ノロウイルスは主に冬(11月~3月)に大流行します。最近では世界的にも流行が見られるようになってきています。

冬場の感染性胃腸炎の原因の大部分を占めると言われていて、これまでの免疫をすり抜ける新種も発見されている、とても面倒なウイルスです。

お子さんのいる過程では、保育園・幼稚園・学校などからもらってくることも多く、お子さんの看病をしているうちに、家族も感染してしまうケースが多いです。

また、職場や交通機関等の閉鎖された空間では、誰か感染者がいた場合、口からウイルスが侵入し、感染することもあります。

感染した人の吐しゃ物や便の中には大量のノロウイルスが含まれています。しかも胃や腸などの消化器官でも死ぬことはありません。感染者の家にはそこら中にウイルスがいるということになります。

健康な大人が、きっちりと対処すれば、1~2日で回復するものの、体力的に弱い子供・お年寄りがかかってしまうと、長引くこともあります。嘔吐下痢が続くので、脱水症状を併発してしまうという危険性もあります。

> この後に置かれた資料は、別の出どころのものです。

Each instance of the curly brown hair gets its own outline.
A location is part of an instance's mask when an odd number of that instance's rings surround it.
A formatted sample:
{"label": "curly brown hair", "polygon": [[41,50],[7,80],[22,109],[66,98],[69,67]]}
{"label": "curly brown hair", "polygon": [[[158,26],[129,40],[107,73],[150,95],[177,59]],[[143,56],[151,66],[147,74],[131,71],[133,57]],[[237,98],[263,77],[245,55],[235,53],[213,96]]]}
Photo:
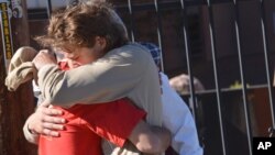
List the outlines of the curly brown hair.
{"label": "curly brown hair", "polygon": [[92,47],[96,36],[105,37],[105,52],[124,45],[128,37],[121,33],[121,25],[113,21],[110,3],[78,3],[53,13],[47,34],[35,37],[46,47]]}

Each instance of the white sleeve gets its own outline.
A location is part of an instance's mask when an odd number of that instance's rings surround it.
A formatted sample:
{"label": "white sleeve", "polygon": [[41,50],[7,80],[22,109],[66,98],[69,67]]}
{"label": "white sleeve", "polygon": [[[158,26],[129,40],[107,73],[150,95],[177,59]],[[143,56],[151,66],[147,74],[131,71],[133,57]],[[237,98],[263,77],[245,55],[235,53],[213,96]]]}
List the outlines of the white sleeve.
{"label": "white sleeve", "polygon": [[163,88],[163,123],[172,132],[172,147],[179,155],[202,155],[194,118],[184,100],[161,73]]}
{"label": "white sleeve", "polygon": [[30,118],[32,115],[30,115],[28,118],[28,120],[25,121],[25,124],[23,126],[23,133],[24,133],[24,136],[25,136],[25,140],[30,143],[33,143],[33,144],[37,144],[38,143],[38,139],[40,139],[40,135],[38,134],[33,134],[31,133],[31,131],[29,130],[28,125],[29,125],[29,121],[30,121]]}

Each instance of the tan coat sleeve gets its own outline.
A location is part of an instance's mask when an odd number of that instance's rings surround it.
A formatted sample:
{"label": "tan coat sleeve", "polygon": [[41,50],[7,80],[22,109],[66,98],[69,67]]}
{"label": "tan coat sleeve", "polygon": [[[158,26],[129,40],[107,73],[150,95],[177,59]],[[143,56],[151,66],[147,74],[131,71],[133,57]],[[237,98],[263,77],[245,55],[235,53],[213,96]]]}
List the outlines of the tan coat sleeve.
{"label": "tan coat sleeve", "polygon": [[68,71],[45,66],[38,71],[38,86],[46,101],[62,107],[111,101],[127,97],[139,85],[148,58],[140,46],[125,45]]}

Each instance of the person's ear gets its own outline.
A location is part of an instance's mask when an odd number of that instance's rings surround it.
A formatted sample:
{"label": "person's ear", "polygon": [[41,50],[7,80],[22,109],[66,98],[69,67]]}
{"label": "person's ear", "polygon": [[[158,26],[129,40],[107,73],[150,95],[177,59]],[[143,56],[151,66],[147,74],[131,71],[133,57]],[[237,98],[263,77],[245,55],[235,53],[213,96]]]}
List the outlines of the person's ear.
{"label": "person's ear", "polygon": [[96,36],[96,47],[99,49],[105,49],[107,46],[107,41],[105,37]]}

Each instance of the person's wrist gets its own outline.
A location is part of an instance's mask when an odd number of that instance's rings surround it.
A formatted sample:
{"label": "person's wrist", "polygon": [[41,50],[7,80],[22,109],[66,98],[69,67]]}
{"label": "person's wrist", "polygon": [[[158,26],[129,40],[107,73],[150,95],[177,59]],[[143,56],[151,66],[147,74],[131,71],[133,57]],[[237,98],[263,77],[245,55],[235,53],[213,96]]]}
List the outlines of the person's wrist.
{"label": "person's wrist", "polygon": [[26,125],[26,129],[31,134],[36,134],[36,135],[38,134],[32,126],[30,126],[30,124]]}

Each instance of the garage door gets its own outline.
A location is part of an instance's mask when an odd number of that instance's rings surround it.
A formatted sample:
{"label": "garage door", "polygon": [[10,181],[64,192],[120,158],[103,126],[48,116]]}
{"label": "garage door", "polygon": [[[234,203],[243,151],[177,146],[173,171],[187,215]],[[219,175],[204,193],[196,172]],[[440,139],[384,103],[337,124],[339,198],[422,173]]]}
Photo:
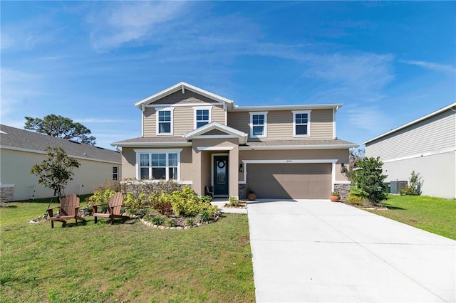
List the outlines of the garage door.
{"label": "garage door", "polygon": [[249,164],[247,184],[259,198],[328,198],[331,164]]}

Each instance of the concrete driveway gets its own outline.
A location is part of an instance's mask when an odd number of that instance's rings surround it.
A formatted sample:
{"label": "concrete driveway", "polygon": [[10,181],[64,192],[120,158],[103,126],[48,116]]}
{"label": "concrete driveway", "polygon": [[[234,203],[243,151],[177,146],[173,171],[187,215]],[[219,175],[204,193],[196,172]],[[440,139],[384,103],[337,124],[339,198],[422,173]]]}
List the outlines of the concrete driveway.
{"label": "concrete driveway", "polygon": [[456,241],[329,200],[248,211],[257,302],[456,302]]}

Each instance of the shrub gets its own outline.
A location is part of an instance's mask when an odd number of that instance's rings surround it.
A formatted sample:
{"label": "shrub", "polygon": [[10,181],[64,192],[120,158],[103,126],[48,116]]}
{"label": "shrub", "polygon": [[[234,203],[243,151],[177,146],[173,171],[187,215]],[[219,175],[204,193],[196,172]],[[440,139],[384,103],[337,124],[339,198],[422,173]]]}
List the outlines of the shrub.
{"label": "shrub", "polygon": [[408,195],[421,195],[421,186],[423,186],[423,181],[420,176],[420,173],[415,173],[415,171],[413,171],[410,174],[410,177],[408,179],[408,184],[410,185],[406,188],[406,193]]}
{"label": "shrub", "polygon": [[114,196],[115,191],[112,189],[95,191],[92,196],[87,198],[87,205],[91,206],[96,204],[109,203],[109,199]]}
{"label": "shrub", "polygon": [[152,196],[149,196],[150,207],[158,211],[162,215],[169,215],[172,211],[171,198],[169,194],[162,193],[158,196],[157,191],[154,191]]}
{"label": "shrub", "polygon": [[155,225],[161,225],[165,222],[165,219],[163,217],[152,217],[150,219],[150,222],[152,222]]}
{"label": "shrub", "polygon": [[123,199],[123,205],[129,208],[140,209],[144,208],[149,203],[148,197],[144,193],[140,193],[138,197],[132,193],[127,193]]}
{"label": "shrub", "polygon": [[350,193],[348,197],[347,198],[347,201],[348,203],[355,205],[363,205],[364,203],[363,201],[363,198],[359,196],[353,195],[353,193]]}
{"label": "shrub", "polygon": [[374,205],[380,204],[388,197],[383,185],[387,176],[382,169],[383,162],[379,157],[370,157],[360,161],[357,165],[361,169],[353,171],[353,180],[360,188],[360,196]]}
{"label": "shrub", "polygon": [[237,206],[239,205],[239,199],[237,197],[232,196],[228,198],[228,201],[229,201],[229,205],[232,206]]}

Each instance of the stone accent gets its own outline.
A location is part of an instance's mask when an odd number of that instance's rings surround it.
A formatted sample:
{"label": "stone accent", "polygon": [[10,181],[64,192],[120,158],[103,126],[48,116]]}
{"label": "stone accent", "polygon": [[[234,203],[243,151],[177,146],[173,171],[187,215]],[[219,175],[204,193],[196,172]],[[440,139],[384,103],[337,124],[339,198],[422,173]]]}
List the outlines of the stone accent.
{"label": "stone accent", "polygon": [[246,200],[247,198],[247,184],[239,184],[239,200]]}
{"label": "stone accent", "polygon": [[14,184],[0,185],[0,202],[12,201],[14,198]]}
{"label": "stone accent", "polygon": [[350,184],[334,184],[334,191],[338,191],[341,201],[346,201],[350,193]]}

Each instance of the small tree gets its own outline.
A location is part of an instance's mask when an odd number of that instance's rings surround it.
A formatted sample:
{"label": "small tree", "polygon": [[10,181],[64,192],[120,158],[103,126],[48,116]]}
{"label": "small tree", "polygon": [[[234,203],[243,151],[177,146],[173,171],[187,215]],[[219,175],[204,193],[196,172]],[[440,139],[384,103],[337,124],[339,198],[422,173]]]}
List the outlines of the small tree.
{"label": "small tree", "polygon": [[408,184],[410,184],[407,187],[407,194],[410,196],[420,196],[421,195],[421,186],[423,186],[423,181],[420,176],[420,173],[415,173],[415,171],[412,171],[410,177],[408,179]]}
{"label": "small tree", "polygon": [[360,191],[360,196],[375,205],[381,203],[388,197],[385,193],[383,162],[380,158],[364,158],[357,163],[358,169],[353,171],[353,179]]}
{"label": "small tree", "polygon": [[79,167],[79,161],[69,158],[61,147],[46,147],[47,159],[31,167],[30,174],[38,176],[38,183],[53,189],[59,199],[65,196],[65,187],[73,180],[73,169]]}
{"label": "small tree", "polygon": [[74,122],[70,118],[48,115],[43,119],[26,117],[26,120],[27,121],[24,127],[26,129],[86,144],[95,144],[95,137],[89,136],[90,130],[81,123]]}

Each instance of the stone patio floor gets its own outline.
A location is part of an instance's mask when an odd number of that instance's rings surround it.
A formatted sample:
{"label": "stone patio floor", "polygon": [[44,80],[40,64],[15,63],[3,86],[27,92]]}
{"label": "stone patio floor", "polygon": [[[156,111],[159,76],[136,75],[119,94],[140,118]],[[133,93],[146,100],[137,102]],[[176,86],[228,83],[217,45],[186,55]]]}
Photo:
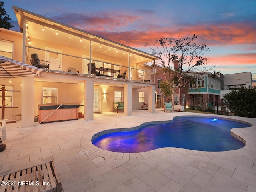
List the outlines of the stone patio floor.
{"label": "stone patio floor", "polygon": [[[256,191],[256,118],[223,116],[253,125],[232,130],[246,142],[243,148],[232,151],[170,147],[116,153],[91,142],[94,134],[103,130],[190,115],[202,114],[135,110],[130,116],[122,112],[94,114],[90,121],[36,122],[33,127],[21,128],[19,122],[8,124],[7,138],[3,140],[6,148],[0,153],[0,176],[53,160],[64,192]],[[79,155],[82,150],[90,153]],[[92,162],[98,157],[104,160]]]}

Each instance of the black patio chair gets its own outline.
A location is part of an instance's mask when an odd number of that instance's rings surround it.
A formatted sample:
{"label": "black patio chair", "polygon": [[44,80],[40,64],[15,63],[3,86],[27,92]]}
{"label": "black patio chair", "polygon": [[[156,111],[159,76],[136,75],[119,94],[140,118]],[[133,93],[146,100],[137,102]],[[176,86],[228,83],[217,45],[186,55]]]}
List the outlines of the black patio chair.
{"label": "black patio chair", "polygon": [[[41,61],[45,62],[45,63],[41,62]],[[31,62],[31,65],[32,66],[38,67],[38,68],[43,68],[44,69],[49,68],[50,64],[50,61],[40,60],[37,53],[33,53],[31,54],[30,62]]]}

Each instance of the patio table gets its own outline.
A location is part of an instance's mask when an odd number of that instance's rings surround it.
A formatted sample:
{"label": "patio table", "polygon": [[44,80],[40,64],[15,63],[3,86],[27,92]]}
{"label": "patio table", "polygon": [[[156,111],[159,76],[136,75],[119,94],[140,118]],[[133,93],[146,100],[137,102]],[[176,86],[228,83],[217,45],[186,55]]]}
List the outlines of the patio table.
{"label": "patio table", "polygon": [[120,70],[118,70],[117,69],[110,69],[110,68],[107,68],[106,67],[98,67],[96,68],[97,70],[99,70],[100,71],[100,74],[102,76],[104,75],[104,74],[102,73],[103,72],[107,72],[111,73],[111,75],[110,76],[113,77],[114,76],[114,74],[116,73],[119,73],[120,74],[120,72],[121,71]]}

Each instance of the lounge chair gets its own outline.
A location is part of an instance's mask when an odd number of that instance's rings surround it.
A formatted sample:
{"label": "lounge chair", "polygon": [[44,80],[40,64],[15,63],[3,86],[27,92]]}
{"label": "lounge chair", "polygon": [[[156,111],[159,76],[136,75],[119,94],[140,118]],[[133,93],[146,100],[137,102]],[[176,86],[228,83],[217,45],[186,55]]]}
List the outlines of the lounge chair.
{"label": "lounge chair", "polygon": [[164,102],[164,110],[166,113],[166,112],[172,112],[173,111],[173,109],[172,107],[172,103],[166,103]]}
{"label": "lounge chair", "polygon": [[[45,62],[45,63],[41,62],[41,61]],[[33,53],[31,54],[30,62],[31,62],[31,65],[38,67],[38,68],[43,68],[44,69],[47,68],[49,68],[50,64],[50,61],[40,60],[37,53]]]}
{"label": "lounge chair", "polygon": [[79,71],[76,70],[76,69],[74,67],[69,67],[68,72],[71,72],[72,73],[79,73]]}
{"label": "lounge chair", "polygon": [[113,110],[114,112],[115,109],[116,109],[117,113],[118,112],[118,109],[124,109],[124,104],[123,102],[115,102],[114,103],[114,109]]}
{"label": "lounge chair", "polygon": [[124,78],[125,78],[125,75],[126,74],[126,71],[127,71],[126,70],[124,71],[124,72],[123,74],[122,75],[120,75],[120,74],[117,75],[117,78],[122,78],[123,79],[124,79]]}
{"label": "lounge chair", "polygon": [[[87,64],[87,68],[88,68],[88,72],[90,71],[90,63]],[[94,74],[95,75],[99,75],[100,72],[97,71],[96,70],[96,67],[95,67],[95,63],[92,63],[92,74]]]}

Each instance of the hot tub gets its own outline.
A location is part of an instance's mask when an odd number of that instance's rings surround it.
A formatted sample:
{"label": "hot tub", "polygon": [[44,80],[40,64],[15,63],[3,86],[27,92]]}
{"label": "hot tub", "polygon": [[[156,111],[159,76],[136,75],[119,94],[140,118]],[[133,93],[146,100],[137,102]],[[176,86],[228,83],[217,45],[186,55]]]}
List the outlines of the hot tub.
{"label": "hot tub", "polygon": [[38,121],[46,122],[78,119],[80,106],[73,103],[40,104],[38,107]]}

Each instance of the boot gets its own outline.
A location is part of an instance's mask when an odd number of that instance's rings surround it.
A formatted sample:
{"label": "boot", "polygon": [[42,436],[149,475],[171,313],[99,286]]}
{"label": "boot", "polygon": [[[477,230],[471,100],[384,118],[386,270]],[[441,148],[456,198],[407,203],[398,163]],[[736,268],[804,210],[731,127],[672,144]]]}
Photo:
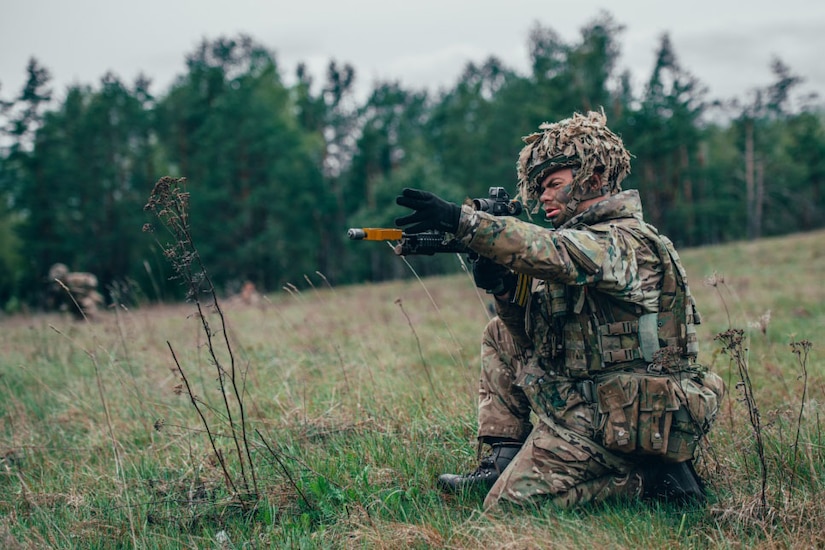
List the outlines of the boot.
{"label": "boot", "polygon": [[705,487],[693,462],[661,463],[643,471],[643,497],[678,504],[702,504]]}
{"label": "boot", "polygon": [[501,472],[521,449],[521,443],[493,443],[491,447],[490,455],[482,458],[478,468],[474,471],[463,475],[441,474],[438,476],[439,487],[451,493],[473,487],[490,490]]}

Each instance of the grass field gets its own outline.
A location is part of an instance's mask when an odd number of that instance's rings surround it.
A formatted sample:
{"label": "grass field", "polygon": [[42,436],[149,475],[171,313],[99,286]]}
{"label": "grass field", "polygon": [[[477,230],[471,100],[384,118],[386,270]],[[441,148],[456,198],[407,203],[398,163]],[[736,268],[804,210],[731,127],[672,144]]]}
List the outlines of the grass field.
{"label": "grass field", "polygon": [[[466,273],[308,274],[220,301],[223,320],[191,303],[0,320],[0,547],[823,547],[825,233],[682,257],[700,360],[730,390],[705,507],[490,516],[440,493],[476,464],[487,298]],[[738,359],[715,339],[731,328]]]}

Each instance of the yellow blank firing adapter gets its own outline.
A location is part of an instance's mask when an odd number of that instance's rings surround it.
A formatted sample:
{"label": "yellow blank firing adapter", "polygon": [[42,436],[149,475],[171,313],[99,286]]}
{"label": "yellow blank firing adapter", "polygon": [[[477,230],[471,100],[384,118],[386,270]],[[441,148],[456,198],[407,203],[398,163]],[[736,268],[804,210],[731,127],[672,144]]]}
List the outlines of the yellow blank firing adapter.
{"label": "yellow blank firing adapter", "polygon": [[354,241],[400,241],[403,236],[401,229],[383,227],[351,227],[347,230],[347,237]]}

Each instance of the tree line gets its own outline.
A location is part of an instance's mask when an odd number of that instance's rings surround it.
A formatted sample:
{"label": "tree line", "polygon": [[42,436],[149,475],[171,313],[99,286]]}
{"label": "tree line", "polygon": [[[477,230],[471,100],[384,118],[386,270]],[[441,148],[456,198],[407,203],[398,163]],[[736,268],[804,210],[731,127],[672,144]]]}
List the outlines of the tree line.
{"label": "tree line", "polygon": [[[244,35],[204,39],[159,95],[148,77],[108,73],[58,98],[31,59],[20,92],[0,95],[0,306],[37,307],[55,262],[119,300],[179,298],[163,236],[141,231],[165,175],[187,178],[195,244],[226,292],[407,276],[347,227],[392,226],[405,186],[457,202],[514,193],[521,137],[590,109],[634,155],[625,188],[677,245],[823,226],[825,125],[818,98],[794,96],[800,77],[774,59],[773,82],[712,99],[664,34],[635,89],[617,70],[621,31],[609,14],[572,41],[536,24],[526,74],[490,57],[446,90],[380,82],[362,100],[350,64],[331,60],[318,82],[299,65],[287,84],[275,53]],[[458,265],[414,261],[424,275]]]}

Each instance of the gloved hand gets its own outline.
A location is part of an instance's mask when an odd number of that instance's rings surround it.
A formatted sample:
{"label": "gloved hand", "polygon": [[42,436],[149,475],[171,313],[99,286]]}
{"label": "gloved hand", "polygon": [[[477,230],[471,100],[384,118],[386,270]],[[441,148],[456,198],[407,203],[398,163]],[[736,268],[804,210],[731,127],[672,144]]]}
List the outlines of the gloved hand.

ただ、死に至るような症状まで発展する危険性はそれほど高くないため、受診や落ち着いた適切な対処をすることが重要です。普段健康な成人ならば受診後、自宅療養で十分良くなる病気です。

きっちり対処することが大切ですが、一般的な常識とは逆という部分もあります。『アルコールや石けんでは死なない』とか『下痢止めや嘔吐止めは飲まないほうがいい』とかいう最低限持っておくべき知識があります。つい逆の対処をしてしまって、症状が長期化する例もよくあるようです。

一番大切で、忘れがちなのは普段から健康に注意して、睡眠や栄養をしっかりとって、元気に過ごすこと。何と言ってもここが感染や重症化を防ぐ、一番の大きなポイントになることを忘れないようにしてください。